Я опустошена и разбита. Чувствую себя как при температуре: меня бьет озноб, колет в глазах и подгибаются ноги. Но я знаю, что все эти симптомы не из-за температуры, а из-за душевного расстройства. Мысли вяло ворочаются у меня в голове, а по вискам бьет одно-единственное осознание: партизаны ничем не помогут. Их слишком мало, и они совсем не готовы к бою. И теперь мы все так и останемся навсегда лежать в этом лесу. Как Генка. Понимаю это, и тут же у меня появляется желание лечь на землю и разреветься. Но я вспоминаю, что сейчас не время проявлять слабость, и сдерживаюсь.

Словно повинуясь какому-то внутреннему порыву, я вдруг оборачиваюсь назад. Вглядываюсь в даль между деревьев и различаю при свете тусклого света деревянный покосившийся крест. Меня передергивает. Зябко поеживаюсь, поднимаю воротник куртки и засовываю руки в карманы. Отвожу взгляд от креста, и тут же различаю другой такой же. Это две обычные перекрещенные деревяшки, без таблички, на которой могли бы быть написаны имя и даты. Это даже не могильный крест.
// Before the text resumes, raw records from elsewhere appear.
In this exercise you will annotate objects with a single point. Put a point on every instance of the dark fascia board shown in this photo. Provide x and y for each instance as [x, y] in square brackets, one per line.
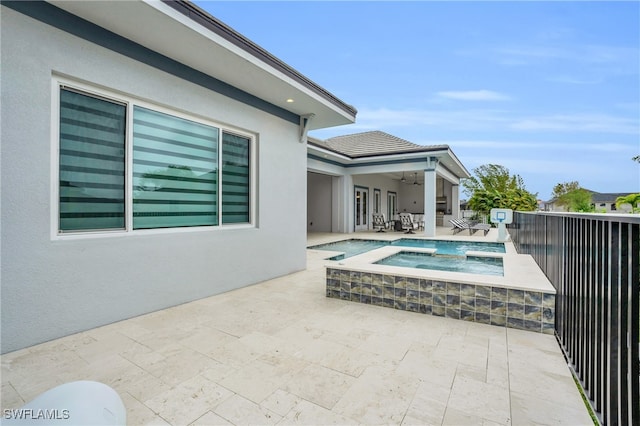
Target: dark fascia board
[72, 24]
[383, 154]
[203, 18]
[382, 161]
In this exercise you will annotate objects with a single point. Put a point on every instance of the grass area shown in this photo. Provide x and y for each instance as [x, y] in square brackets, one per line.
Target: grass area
[585, 399]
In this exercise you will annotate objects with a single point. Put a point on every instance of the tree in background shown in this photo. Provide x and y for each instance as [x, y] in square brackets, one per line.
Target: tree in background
[493, 187]
[573, 197]
[632, 199]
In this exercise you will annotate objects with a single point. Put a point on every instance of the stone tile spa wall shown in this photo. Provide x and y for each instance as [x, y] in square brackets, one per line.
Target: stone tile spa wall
[504, 307]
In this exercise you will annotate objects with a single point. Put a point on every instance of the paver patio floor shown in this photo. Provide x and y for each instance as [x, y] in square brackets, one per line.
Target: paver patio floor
[280, 352]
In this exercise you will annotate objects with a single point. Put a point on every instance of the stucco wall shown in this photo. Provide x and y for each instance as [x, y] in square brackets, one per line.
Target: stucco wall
[319, 205]
[52, 288]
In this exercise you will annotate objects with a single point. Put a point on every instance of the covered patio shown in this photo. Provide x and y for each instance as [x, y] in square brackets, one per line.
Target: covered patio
[280, 352]
[351, 177]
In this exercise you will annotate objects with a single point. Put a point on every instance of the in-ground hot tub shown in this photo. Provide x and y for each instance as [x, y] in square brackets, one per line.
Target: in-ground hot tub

Это просто знак того, что в нескольких метрах под ним захоронен когда-то бывший живым человек.

Внутри появляется чувство ледяного страха. Хочется сорваться с места и убежать куда-нибудь. Неважно куда. Главное подальше отсюда.

Вспоминаю тех людей, которые приняли бой с фашистами. Кто-то из них навсегда останется здесь, среди этих безымянных могил. А кому-то посчастливится вернуться живым.

Трясу головой, отгоняя от себя мрачные мысли. Но в нее тут же лезет другая, еще более страшная мысль. Я струсила, убежала. Как последний предатель, бросила Тихона.

Пытаюсь успокоиться, но ничего не помогает. От волнения и страха начинает тошнить, и кружится голова. Я начинаю волноваться за него еще сильнее. Мне нужно вернуться за ним.

Внезапно я совсем рядом слышу выстрел и последующий за ним хриплый стон.

Пятнадцатая глава

'27 января 1942...

Я хорошо помню тот день. И то, что произошло тогда, накрепко засело в моей голове. Даже когда казалось, что все прошедшие события остались далеко позади, я закрывал глаза, и передо мной снова, словно из небытия, вставал тот парень.

В тот день с самого утра в воздухе витало предчувствие беды. Лиля все время жаловалась маме на то, что на Листеневку надвигается что-то страшное и неминуемое:

- Я такие вещи остро чувствую, - говорила она. - Помяни мое слово - случится сегодня что-то недоброе...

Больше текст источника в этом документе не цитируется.